How Not to Drill A Project Pt 2

Pt 2 was originally written for my friends at the Northern Miner hence it’s not as sweary as my usual pieces. Which is a pity.

Strolling around PDAC in March, I ended up in the core shack, perusing all of the world class, upper quartile tier 1 discoveries guaranteed to become a mine one day. Tucked away at one end was Barrick’s giant Reko Diq porphyry project in western Pakistan. The photos of the parched Baluchistan desert took me back to 1997 when I spent a couple of months there, prospecting for similar systems along the Afghan border. A year later in 1998, I was involved in planning the second phase of drilling at Anglo American’s Zarshuran gold project in northern Iran and we sourced our drill rigs from Reko Diq, then owned by BHP.  The first Zarshuran drill program in 1996 was a slow grinding headache, (See Part 1 here) with only 7 holes completed in 3 months. We couldn’t come to any firm conclusions about the project, so we started planning a follow up program for the summer of 1998.

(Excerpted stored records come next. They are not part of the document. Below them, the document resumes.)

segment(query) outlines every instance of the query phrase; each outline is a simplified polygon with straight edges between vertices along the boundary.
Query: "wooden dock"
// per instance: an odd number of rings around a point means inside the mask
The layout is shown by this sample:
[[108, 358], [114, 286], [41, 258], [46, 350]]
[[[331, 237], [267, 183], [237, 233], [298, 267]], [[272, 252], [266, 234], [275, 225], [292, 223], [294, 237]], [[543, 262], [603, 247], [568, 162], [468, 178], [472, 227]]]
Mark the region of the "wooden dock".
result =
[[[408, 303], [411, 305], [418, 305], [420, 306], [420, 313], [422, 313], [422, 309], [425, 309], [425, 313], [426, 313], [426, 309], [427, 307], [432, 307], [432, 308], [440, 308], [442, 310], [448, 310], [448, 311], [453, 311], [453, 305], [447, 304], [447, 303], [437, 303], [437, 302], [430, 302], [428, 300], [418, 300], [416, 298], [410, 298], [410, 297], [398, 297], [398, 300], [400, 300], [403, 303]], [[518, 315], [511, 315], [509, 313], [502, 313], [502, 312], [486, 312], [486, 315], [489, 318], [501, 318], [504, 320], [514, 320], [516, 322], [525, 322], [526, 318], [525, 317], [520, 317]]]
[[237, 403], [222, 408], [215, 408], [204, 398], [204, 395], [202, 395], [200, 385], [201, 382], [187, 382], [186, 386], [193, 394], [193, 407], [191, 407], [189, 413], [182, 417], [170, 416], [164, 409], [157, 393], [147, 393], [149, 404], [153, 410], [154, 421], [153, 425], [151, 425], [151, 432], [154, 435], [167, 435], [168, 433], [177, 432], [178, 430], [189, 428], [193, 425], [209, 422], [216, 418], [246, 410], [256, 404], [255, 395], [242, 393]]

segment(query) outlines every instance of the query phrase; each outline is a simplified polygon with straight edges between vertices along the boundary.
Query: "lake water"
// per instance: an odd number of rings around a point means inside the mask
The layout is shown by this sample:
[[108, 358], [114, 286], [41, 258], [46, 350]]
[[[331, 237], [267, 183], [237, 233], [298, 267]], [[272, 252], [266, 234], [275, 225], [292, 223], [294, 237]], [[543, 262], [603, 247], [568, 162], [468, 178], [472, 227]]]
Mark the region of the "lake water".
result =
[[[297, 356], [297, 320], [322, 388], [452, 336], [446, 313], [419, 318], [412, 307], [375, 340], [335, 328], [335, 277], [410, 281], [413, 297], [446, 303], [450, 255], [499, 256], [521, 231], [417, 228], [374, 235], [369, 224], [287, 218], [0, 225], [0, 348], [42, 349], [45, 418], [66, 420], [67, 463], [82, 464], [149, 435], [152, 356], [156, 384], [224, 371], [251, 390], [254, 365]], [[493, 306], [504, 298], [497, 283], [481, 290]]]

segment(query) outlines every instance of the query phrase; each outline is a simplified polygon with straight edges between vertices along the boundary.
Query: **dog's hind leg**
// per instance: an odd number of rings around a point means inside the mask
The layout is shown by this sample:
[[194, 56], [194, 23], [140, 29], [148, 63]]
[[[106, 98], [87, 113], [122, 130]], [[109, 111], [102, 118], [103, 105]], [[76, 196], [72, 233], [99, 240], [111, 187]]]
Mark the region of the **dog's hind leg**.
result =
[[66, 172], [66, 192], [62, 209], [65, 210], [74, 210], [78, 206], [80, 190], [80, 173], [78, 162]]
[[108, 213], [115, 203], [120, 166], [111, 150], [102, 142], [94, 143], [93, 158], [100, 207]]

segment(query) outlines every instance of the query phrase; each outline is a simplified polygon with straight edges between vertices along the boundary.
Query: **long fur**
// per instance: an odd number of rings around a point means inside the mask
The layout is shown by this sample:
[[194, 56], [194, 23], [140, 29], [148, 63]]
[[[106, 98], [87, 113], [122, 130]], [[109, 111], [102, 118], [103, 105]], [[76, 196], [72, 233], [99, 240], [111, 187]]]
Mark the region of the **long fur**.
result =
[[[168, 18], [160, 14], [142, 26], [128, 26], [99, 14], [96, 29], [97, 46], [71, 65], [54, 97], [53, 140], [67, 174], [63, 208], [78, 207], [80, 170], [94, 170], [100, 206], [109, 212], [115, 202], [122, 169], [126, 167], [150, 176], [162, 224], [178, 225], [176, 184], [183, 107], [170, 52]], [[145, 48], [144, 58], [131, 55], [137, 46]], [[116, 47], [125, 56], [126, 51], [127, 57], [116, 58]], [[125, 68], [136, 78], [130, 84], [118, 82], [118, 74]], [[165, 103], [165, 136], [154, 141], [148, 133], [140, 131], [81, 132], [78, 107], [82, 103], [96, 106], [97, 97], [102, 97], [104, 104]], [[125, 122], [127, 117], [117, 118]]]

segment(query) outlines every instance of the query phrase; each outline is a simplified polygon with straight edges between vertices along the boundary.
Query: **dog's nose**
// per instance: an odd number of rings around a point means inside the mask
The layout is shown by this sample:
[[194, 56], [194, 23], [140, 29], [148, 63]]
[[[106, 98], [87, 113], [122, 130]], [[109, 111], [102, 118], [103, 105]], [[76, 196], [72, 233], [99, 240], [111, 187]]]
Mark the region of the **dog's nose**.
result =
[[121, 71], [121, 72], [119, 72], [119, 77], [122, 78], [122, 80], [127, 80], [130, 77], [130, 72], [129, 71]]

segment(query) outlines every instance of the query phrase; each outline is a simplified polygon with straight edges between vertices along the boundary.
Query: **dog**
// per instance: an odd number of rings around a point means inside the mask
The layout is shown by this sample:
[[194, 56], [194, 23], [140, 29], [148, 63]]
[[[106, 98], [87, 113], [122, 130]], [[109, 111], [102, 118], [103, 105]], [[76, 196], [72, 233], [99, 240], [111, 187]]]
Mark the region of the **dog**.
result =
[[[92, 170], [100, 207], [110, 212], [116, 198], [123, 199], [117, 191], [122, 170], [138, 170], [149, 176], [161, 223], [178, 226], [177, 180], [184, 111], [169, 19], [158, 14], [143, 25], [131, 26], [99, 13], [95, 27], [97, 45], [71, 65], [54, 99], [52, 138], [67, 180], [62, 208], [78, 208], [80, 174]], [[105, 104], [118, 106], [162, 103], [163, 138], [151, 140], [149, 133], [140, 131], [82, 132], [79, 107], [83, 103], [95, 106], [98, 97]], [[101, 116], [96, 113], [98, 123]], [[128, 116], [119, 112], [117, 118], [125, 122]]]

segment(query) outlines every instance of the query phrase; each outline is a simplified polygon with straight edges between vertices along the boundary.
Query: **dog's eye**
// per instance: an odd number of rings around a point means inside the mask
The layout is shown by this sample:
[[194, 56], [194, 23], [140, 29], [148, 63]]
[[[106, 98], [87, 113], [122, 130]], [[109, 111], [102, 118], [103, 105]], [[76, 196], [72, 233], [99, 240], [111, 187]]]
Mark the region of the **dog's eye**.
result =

Drill rigs making little drill rigs.

We’d learned some tough lessons in Phase 1, and this time around we were going to be smarter. No more Iranian contractors. We’d use a modern, western-owned, truck mounted top-drive rig with 1,500ft capacity to drill the project. Hopefully we’d get to a technical go-no-go decision ahead of the complex legal work needed for a major mining investment in Iran. But multipurpose rigs didn’t exist in Iran, so we needed to find a western drill company ballsy enough to send one -along with experienced drillers- to Iran. Luckily, an Australian drill company -I’ll call them OzCo- had a suitable rig across the border in Pakistan at Reko Diq. The rig had finished its contract and OzCo wanted it earning revenue rather than sitting idle. OzCo’s drillers in Pakistan serviced the rig, stuck the rods and assorted widgets into shipping containers, loaded them onto flat beds and got ready to mobilise into Iran. All we had to do was drive it across the border at Taftan, fill in a few Iranian customs forms, and then drive it 1,900km cross country to northern Iran. Simple.